What's most admirable about the Kirkwood Theatre Guild is its lack of pretension. This is an all-amateur organization and proud of it. Its members seem to understand that the noun "amateur" is derived from the Latin amator, or "lover." To be an amateur is to love what you do. In Kirkwood, that love is felt on both sides of the stage.
Nor is the term "amateur" in any way a pejorative. The Guild's all-amateur revival of Anything Goes was better cast than was last month's professional mounting at the Rep. Two seasons ago, Dorothy Davis' bravura turn in the lead role of Noel Coward's Relative Values was among the most impressive performances by an actress in St. Louis in 2001.

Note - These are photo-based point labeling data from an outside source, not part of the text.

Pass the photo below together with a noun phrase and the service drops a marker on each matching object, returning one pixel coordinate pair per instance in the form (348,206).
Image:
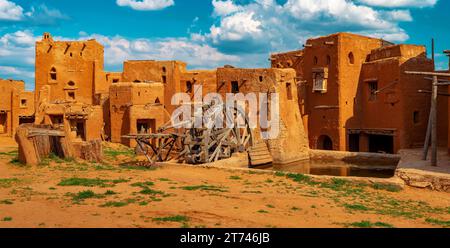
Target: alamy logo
(254,110)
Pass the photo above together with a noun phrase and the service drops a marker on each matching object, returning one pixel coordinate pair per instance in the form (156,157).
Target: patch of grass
(90,182)
(235,178)
(387,187)
(16,162)
(83,195)
(110,192)
(251,192)
(149,191)
(442,223)
(8,182)
(204,188)
(368,224)
(13,153)
(176,218)
(115,153)
(357,207)
(143,184)
(280,174)
(6,219)
(6,202)
(115,204)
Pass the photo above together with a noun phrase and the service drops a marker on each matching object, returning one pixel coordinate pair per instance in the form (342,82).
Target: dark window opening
(416,117)
(234,87)
(3,123)
(57,119)
(351,58)
(325,143)
(79,128)
(289,91)
(353,141)
(53,76)
(71,96)
(146,126)
(373,90)
(188,87)
(26,120)
(381,144)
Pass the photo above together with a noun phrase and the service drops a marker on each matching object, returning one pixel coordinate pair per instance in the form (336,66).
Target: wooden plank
(434,122)
(437,74)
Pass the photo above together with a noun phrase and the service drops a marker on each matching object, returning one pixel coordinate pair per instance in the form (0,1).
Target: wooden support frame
(432,134)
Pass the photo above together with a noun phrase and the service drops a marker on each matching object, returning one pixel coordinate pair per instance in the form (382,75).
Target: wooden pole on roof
(433,113)
(434,142)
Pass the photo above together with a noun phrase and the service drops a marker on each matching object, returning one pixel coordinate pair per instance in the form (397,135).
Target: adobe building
(136,108)
(390,113)
(291,145)
(71,87)
(16,106)
(336,73)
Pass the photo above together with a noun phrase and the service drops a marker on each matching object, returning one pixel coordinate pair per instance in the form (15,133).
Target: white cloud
(17,52)
(224,8)
(400,3)
(146,4)
(10,11)
(16,72)
(264,26)
(196,54)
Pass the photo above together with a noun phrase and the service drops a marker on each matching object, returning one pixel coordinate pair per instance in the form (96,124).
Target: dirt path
(75,194)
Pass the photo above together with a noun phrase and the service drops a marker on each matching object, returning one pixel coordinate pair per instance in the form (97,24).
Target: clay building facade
(16,106)
(136,108)
(291,144)
(71,87)
(336,75)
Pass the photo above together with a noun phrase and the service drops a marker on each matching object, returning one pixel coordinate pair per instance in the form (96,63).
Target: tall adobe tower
(72,69)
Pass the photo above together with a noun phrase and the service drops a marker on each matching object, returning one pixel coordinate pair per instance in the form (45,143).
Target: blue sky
(209,33)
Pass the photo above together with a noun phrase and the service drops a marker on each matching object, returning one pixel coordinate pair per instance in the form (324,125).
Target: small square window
(234,87)
(373,90)
(289,90)
(416,117)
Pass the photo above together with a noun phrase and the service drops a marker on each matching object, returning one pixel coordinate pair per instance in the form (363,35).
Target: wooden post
(432,52)
(426,147)
(433,113)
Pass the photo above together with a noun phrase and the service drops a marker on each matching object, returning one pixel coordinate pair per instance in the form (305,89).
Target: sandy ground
(178,196)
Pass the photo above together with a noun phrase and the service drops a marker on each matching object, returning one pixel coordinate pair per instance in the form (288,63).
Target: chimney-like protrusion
(47,37)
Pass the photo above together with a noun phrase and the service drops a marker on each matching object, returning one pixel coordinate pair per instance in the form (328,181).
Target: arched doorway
(325,143)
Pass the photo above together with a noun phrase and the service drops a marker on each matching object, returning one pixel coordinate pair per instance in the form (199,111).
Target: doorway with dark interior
(381,144)
(325,143)
(3,123)
(146,126)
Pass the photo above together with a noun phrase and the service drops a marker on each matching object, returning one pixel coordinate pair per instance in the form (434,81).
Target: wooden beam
(438,74)
(434,141)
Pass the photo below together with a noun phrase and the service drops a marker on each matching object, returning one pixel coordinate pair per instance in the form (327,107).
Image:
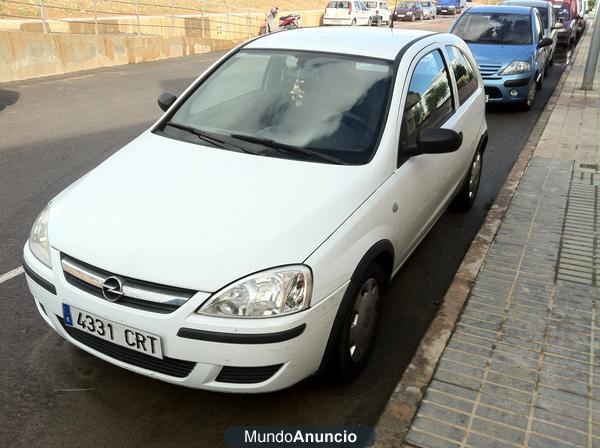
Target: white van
(380,13)
(347,13)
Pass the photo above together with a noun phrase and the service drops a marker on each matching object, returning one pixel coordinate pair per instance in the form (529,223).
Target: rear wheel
(466,196)
(359,324)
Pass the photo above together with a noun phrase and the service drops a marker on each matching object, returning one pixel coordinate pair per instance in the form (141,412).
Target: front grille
(166,366)
(136,293)
(493,92)
(247,375)
(488,70)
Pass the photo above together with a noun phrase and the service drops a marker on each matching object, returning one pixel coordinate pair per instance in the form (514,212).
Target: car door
(384,12)
(424,184)
(469,105)
(538,34)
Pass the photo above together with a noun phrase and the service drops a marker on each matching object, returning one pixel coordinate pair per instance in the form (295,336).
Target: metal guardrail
(207,17)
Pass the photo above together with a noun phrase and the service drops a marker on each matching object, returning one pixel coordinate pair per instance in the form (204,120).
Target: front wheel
(531,94)
(466,196)
(359,324)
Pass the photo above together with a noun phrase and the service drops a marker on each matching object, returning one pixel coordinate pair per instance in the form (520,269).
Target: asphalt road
(52,131)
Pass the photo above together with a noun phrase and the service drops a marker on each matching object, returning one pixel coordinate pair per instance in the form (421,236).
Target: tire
(465,198)
(528,103)
(356,337)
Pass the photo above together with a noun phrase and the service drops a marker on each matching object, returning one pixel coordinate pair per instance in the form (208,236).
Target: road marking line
(11,274)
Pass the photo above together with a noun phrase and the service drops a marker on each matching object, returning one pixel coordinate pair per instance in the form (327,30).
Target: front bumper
(498,90)
(292,346)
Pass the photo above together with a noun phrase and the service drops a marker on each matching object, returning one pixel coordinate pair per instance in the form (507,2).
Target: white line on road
(11,274)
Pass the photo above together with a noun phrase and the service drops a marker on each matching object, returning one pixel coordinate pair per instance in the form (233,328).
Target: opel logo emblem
(112,289)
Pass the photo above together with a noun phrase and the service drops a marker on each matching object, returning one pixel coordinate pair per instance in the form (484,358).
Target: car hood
(185,215)
(499,54)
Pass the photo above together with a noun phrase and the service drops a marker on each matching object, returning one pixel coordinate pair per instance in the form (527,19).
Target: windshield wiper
(282,147)
(198,133)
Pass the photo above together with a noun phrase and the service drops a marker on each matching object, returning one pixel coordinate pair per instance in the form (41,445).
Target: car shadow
(8,98)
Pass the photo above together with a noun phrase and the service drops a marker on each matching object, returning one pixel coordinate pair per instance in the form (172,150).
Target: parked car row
(255,226)
(260,219)
(377,12)
(513,44)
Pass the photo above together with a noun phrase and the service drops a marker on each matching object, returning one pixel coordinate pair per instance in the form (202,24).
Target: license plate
(122,335)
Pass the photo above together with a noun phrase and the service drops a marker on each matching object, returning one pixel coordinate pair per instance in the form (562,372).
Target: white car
(379,11)
(429,10)
(347,12)
(245,240)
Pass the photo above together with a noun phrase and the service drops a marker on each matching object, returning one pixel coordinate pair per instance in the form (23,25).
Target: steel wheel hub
(364,319)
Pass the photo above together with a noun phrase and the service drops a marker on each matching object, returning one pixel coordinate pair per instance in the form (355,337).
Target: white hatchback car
(245,240)
(347,12)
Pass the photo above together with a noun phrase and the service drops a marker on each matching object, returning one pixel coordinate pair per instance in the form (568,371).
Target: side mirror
(434,141)
(166,100)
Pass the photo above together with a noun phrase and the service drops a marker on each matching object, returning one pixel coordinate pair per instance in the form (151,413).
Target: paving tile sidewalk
(522,367)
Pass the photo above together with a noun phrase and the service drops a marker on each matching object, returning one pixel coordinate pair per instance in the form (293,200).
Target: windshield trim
(394,64)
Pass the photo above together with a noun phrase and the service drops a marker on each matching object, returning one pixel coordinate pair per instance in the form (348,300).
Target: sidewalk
(522,367)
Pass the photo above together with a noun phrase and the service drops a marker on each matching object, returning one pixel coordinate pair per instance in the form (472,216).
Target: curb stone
(403,404)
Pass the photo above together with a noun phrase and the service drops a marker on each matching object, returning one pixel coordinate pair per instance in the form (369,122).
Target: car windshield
(289,104)
(563,13)
(497,28)
(340,5)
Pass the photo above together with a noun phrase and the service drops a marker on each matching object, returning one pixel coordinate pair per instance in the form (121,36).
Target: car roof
(499,8)
(381,43)
(528,3)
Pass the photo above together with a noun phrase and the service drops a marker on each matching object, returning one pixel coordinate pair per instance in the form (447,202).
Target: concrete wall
(26,52)
(26,55)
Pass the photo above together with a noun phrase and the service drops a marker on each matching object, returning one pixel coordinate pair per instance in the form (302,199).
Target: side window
(466,81)
(429,98)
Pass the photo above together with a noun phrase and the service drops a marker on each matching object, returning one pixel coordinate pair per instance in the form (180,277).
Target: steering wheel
(349,116)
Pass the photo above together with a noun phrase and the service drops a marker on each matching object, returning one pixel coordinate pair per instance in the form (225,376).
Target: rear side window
(466,81)
(429,98)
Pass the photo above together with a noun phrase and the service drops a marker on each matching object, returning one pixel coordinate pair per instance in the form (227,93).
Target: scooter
(289,22)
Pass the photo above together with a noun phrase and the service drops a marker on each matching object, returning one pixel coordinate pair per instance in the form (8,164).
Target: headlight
(517,67)
(38,240)
(269,293)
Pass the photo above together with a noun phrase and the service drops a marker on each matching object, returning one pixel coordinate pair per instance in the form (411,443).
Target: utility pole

If there's nothing quite that remarkable in the current production of William Inge's Picnic, the evening is still filled with pleasant surprises. Perhaps the biggest is to discover how involving this 50-year-old warhorse still can be. Yet even as the play continues to engage audiences, it has assumed the aura of a time capsule, a nostalgic return to the 1950s, back when people could still burn trash in their yards and the new school term began on the day after Labor Day.
Picnic allows audiences to eavesdrop on a languid world populated almost exclusively by women: Old, young, shy, beautiful. Washed-out widows and spinster schoolteachers. Each has settled into a routine that accommodates her private disappointments and unspoken yearnings. Then, on the last day of summer, everything changes abruptly when this fortress of femininity is breached by the arrival of a charismatic young drifter named Hal Carter.
If the actor playing Hal is too bullying or strident, he runs the risk of turning viewers against the character and the play. Happily, there is no such problem here. Not only does Steve Schene evince a commanding presence, his Hal is also just unsure enough about his place in the world that we can care about him.
But, of course, Hal is only the play's catalyst; Picnic is primarily concerned with the women. As Rosemary Sydney, the aging high-school teacher who uses sarcasm as a shield against loneliness, Jan Meyer finds the character's bluff humor and much of her pathos.
Especially intriguing is Jennifer Losi's casting as Madge Owens. "Madge is the pretty one," the audience is repeatedly told. Yet, in contrast to the striking Kim Novak (who portrayed the same role in the unforgettable 1956 movie), Losi's Madge is more like a small-town beauty. This Madge seems to sense that if ever she leaves the security of the tiny Kansas burg in which she is queen, her brand of beauty may not be enough to suffice.
Early in Act 2, Losi shares a touching scene with the delightful Leah Norris, who plays her book-smart sister Millie. Millie has called a truce in the usual sibling rivalry. She has a date with Hal, and she needs advice. "Madge," the younger sister asks in desperation, "how do you talk to boys?" Throughout the scene, Madge paints her fingernails, an activity that allows Losi to forget about acting. As staged here, this exchange is William Inge at his most realized.
Alas, it must also be noted that the role of Mrs. Potts, the wise elderly next-door neighbor, is miscast. This actress is at least twenty years too young, depriving the production of its anchor and conscience.
But when this Picnic is true to the material -- as, for instance, in the celebrated dance between Hal and Madge that precipitates the climax -- Inge's unique talent is clearly revealed. His plays may lack the overt poetry of Tennessee Williams, the epic reach of Eugene O'Neill or the searing social conscience of Arthur Miller, but Inge was unflinching in his desire to reveal the bittersweet ambivalence of living, breathing, identifiable people. A half-century after Picnic won the Pulitzer Prize for drama, it continues to remind us that we must live with sadness as well as joy and that our sins and our virtues mean little against the grandeur of a searing Kansas sunset.